Megathrust earthquakes – or mega earthquakes – are events of magnitude 9 or above. Previously, scientists had thought mega earthquakes could only happen at the boundary between fast converging young tectonic plates. However, when the 2004 magnitude 9.4 and 2011 magnitude 9 earthquakes struck, scientists realised this could not be the case.
Both of these earthquakes took place in areas where the ruptured lithosphere (Earth's crust and upper mantle) was over 120 million years old.
In a study published in the journal Science, researchers from the US and France were looking to find out if geometry could be involved in the occurrence of mega earthquakes. Lead author Quentin Bletery, from the University of Oregon, said: "The way people in the science community think about earthquakes is that some fault areas resist failure more than others and, when they break, they generate large earthquakes.
"The reason they resist failure longer is often debated. I thought variations in fault geometry could be responsible, so I looked for changes in the slope of the major subduction faults of the world."
To develop this idea, Bletery and colleagues created a model the examined the geometry of subduction faults around the globe. They identified slope gradients then matched them to the distribution of the biggest earthquakes from the past.
Findings, much to Bletery's surprise, showed the flatter the fault, the more likely it was to experience a mega earthquake. "What I found is the opposite of what I expected: Very large earthquakes occur on fault areas where the slope is the most regular, or flat."
Calculations showed the likelihood mega earthquakes are linked to fault curves is over 99%. Amanda Thomas, co-author of the study, said: "The correlation of the curvatures to mega-quakes is strong. The data don't lie."
The team believes flat plates may produce mega earthquakes because rupture thresholds are far longer. Conversely, on curved plates the distance a rupture can travel is restricted by portions of the fault that are not ready to fail. "Earthquakes like the one that happened in Sumatra are mind-bogglingly large," Thomas said. "The rupture was 1,600km (994 miles) long."
Identifying regions at risk, they wrote: "The curvature is particularly small in the Japan-Kuriles-Kamchatka, Alaska-Aleutians, Sumatra-Java, South America, and Cascadia subduction zones, which are known to produce magnitude 9.0 earthquakes."

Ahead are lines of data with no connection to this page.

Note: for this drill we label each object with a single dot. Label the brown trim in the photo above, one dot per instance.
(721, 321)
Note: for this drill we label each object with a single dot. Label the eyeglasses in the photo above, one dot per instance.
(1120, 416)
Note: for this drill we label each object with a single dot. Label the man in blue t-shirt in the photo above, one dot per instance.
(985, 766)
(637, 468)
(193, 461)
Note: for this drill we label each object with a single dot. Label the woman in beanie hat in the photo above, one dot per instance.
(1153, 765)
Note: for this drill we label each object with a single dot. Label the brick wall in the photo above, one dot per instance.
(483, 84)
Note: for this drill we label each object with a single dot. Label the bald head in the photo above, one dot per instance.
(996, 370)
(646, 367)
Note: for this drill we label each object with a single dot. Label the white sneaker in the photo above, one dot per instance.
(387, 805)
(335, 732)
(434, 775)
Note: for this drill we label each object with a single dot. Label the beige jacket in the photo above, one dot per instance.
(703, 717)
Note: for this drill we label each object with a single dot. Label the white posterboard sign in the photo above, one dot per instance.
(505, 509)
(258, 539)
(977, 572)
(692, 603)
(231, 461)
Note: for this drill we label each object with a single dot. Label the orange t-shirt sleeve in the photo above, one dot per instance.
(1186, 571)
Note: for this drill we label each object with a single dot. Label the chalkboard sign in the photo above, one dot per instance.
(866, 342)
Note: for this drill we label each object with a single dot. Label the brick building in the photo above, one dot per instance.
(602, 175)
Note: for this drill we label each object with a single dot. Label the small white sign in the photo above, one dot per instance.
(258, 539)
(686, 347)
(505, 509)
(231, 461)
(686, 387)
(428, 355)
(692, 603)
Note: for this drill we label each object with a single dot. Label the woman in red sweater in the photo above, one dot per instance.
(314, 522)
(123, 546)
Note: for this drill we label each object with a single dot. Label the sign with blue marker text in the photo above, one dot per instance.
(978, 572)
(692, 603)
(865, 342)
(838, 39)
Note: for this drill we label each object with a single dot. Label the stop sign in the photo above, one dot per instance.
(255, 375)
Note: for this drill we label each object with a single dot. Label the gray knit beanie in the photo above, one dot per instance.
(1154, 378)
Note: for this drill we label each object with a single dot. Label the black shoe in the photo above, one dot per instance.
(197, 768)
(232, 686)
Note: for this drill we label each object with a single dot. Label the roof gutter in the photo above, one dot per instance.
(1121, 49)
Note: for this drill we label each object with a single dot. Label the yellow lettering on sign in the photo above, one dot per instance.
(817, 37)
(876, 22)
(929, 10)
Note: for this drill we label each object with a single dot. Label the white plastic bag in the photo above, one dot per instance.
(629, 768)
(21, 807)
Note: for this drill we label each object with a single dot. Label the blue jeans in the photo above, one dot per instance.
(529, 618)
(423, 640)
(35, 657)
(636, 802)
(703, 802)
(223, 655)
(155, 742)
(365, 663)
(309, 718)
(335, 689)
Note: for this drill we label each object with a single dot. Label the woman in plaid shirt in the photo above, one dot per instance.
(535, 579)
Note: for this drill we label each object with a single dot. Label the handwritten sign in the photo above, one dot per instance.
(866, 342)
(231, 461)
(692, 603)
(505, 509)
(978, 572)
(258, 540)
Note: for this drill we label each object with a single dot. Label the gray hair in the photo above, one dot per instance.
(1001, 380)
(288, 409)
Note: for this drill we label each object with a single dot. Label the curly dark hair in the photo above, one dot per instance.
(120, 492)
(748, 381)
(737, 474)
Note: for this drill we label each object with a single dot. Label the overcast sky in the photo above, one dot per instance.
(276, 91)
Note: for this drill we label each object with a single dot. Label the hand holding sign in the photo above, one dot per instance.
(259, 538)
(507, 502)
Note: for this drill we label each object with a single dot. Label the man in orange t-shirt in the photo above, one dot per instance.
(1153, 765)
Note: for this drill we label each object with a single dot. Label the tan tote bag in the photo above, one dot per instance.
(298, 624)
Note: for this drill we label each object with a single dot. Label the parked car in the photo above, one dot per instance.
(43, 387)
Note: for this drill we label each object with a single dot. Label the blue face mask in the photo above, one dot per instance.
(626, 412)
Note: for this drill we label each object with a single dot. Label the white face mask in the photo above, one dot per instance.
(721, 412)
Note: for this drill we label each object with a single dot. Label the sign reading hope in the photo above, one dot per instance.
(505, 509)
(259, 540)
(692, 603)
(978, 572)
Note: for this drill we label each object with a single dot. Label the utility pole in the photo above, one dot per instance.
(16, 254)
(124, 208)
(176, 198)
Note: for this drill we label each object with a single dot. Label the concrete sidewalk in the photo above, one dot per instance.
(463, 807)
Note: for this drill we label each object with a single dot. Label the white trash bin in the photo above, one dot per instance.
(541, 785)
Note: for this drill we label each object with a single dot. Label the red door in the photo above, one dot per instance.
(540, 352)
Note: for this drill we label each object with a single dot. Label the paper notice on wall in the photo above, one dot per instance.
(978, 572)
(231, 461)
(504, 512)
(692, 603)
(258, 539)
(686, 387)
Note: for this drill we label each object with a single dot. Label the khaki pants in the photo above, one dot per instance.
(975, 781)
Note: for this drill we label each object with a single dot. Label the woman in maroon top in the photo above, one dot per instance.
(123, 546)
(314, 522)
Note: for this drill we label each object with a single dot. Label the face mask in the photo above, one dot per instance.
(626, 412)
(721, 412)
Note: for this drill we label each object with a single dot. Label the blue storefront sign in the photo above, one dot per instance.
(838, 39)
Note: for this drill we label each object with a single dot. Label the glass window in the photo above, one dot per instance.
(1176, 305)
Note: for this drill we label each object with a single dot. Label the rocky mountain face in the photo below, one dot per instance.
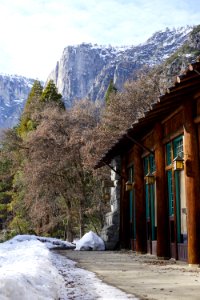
(86, 70)
(14, 91)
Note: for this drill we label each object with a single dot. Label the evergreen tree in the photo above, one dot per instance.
(50, 95)
(33, 104)
(111, 89)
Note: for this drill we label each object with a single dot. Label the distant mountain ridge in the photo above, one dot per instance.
(14, 91)
(85, 70)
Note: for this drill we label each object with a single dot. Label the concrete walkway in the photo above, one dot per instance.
(141, 275)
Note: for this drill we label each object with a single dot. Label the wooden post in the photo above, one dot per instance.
(192, 184)
(161, 187)
(141, 236)
(124, 218)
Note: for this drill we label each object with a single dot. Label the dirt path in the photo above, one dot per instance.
(141, 275)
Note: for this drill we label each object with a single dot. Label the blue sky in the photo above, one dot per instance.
(33, 33)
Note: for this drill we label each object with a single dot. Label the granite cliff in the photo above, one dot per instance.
(85, 70)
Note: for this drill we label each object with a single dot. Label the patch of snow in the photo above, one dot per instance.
(51, 243)
(84, 285)
(30, 271)
(90, 241)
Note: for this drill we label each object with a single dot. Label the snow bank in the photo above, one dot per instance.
(90, 241)
(27, 271)
(50, 243)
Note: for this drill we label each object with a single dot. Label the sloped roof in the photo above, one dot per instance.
(185, 85)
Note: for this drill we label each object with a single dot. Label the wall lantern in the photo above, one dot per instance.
(106, 193)
(106, 196)
(129, 186)
(150, 178)
(178, 163)
(108, 183)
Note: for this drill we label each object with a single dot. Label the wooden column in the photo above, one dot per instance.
(161, 188)
(141, 238)
(124, 209)
(192, 184)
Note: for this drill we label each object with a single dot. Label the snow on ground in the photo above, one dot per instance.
(90, 241)
(30, 271)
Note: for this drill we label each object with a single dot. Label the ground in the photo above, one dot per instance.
(143, 276)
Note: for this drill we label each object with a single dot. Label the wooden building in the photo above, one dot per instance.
(160, 155)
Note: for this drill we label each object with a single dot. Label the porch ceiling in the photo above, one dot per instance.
(185, 87)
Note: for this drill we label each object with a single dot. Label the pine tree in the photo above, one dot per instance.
(111, 89)
(50, 95)
(33, 104)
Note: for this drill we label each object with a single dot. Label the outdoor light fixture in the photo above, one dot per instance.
(129, 186)
(178, 163)
(106, 196)
(150, 178)
(106, 193)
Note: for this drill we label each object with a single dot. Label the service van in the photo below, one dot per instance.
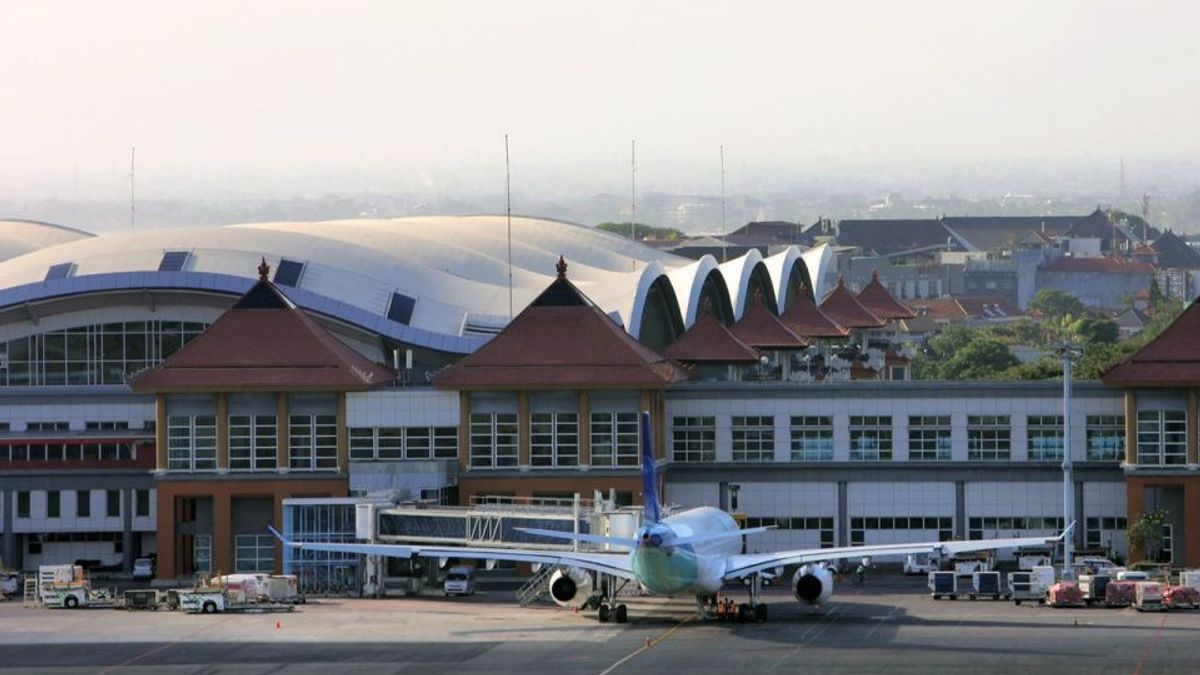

They said the findings will not help predict when the next mega earthquake will take place. Alan Rempel, another co-author, said: "Instead, our findings backstop the idea that if you are at a location that hasn't had evidence for large earthquakes in the past and your location is on a curvy plate, then maybe mega-quake will never happen. Not all subduction zones can have really large earthquakes is the implication of this study." The team now plans to work out exactly why flat plates are more prone to massive earthquakes.